Один из таких наказов для Академии — не единожды с Катеринхен обсуждавшийся — был таков:

«Мужиков — не видать вовсе! С ними не говорить. Нигде, ни по какому случаю!»

Касался наказ и воспитанников Училища, и учеников Академии. Наказ был строжайший, верховный, исполняли его старательно, иногда даже со страстью.

В отсутствие мужиков и хамства в особом почете были просвещение ума и чувствительность. Иногда — душещипательность. Выходя из классов, рослые мадамы всегда что-нибудь роняли. Платок, клякспапир, прочее. Требовалось: поднять, подать, расшаркаться.

От дам не отставали и кавалеры. Особенно иноземцы. Кашляя и сипя от табаку, немея лицом от тяжко-хмельного русского вина — они требовали открытого преклонения и тайной любви.

Платки Евстигнеюшка подавал наравне с другими. Когда надо расшаркивался, когда надо восхищался. Но при всем при том — как-то жался, сутулился.

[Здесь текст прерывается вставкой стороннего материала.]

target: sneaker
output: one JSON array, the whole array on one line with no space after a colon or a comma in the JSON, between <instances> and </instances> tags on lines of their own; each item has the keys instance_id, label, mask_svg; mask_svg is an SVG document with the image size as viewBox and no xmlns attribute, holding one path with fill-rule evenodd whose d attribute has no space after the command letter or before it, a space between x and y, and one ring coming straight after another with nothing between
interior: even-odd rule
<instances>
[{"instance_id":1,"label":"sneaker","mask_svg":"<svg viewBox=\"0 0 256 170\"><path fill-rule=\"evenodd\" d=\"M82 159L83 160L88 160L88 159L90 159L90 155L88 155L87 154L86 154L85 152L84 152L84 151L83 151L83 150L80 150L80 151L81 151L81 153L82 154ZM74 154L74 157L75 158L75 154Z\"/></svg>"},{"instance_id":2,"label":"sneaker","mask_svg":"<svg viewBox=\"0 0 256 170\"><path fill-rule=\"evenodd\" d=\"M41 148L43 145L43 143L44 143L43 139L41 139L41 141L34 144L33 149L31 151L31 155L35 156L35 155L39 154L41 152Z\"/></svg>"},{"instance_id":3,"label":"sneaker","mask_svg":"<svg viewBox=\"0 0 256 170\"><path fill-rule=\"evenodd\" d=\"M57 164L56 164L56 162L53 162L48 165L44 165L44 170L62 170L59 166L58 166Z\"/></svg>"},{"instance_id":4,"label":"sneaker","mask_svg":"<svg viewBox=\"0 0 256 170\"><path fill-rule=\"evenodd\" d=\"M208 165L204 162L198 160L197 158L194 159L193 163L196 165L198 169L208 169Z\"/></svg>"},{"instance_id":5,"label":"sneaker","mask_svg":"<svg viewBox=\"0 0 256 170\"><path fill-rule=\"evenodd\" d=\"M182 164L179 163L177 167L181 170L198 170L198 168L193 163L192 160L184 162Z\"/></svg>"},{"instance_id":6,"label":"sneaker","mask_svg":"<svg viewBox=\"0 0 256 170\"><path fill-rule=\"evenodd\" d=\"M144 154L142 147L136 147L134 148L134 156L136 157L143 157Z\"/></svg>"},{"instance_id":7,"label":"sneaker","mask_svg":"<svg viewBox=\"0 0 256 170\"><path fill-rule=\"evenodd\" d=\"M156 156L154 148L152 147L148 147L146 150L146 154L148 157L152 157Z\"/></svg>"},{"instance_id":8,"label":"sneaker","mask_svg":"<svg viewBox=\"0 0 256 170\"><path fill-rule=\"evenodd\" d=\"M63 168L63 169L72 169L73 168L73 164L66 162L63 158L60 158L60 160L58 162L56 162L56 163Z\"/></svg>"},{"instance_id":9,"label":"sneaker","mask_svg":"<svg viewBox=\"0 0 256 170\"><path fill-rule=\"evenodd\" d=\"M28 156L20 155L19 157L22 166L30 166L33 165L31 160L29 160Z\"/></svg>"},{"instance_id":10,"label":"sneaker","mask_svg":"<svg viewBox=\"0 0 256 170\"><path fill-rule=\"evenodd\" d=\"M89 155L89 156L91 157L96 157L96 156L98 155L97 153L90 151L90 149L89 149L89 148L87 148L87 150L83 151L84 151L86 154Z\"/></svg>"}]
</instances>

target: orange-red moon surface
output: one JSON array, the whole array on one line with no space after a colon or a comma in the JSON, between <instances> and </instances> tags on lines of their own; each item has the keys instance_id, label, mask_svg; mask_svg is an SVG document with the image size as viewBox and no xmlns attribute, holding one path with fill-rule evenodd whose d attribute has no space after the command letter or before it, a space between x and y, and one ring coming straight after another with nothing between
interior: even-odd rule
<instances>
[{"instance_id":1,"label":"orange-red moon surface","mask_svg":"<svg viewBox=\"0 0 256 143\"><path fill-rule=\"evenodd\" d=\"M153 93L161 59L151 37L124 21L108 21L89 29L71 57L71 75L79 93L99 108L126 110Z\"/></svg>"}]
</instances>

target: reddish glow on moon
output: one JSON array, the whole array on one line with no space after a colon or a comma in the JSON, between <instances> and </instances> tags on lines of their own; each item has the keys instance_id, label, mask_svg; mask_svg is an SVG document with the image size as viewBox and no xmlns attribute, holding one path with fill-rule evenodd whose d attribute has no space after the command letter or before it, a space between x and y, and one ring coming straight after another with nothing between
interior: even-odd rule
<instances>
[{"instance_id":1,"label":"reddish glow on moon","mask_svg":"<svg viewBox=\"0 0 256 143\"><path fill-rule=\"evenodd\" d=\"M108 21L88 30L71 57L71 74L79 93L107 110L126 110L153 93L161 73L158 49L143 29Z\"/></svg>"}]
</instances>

Такая за ним и укрепилась слава: вполне благонравен, однако куды как неловок.

Ловкость и обтертость были в почете особом.

Для лучшего обтесу и смягчения нравов были введены посещения других учебных заведений. К примеру, «Воспитательного общества благородных девиц», располагавшегося в бывшем Смольном монастыре. Впрочем, монастырского в благородных девицах было не так уж много: воспитывали на новый лад. Смолянки были милы, но горды. Звали одна другую «кофушками» (за форменные платьица кофейного цвету), гостям улыбались, но говорили с ними мало.

Здесь, в Смольном монастыре, уже кое-кем звавшимся «Смольным институтом», на одном из музыкальных утр услыхал Евстигнеюшка имя. Имя необыкновенное, пленительное.

— Алымушка! — позвал кто-то ласково, но и властно.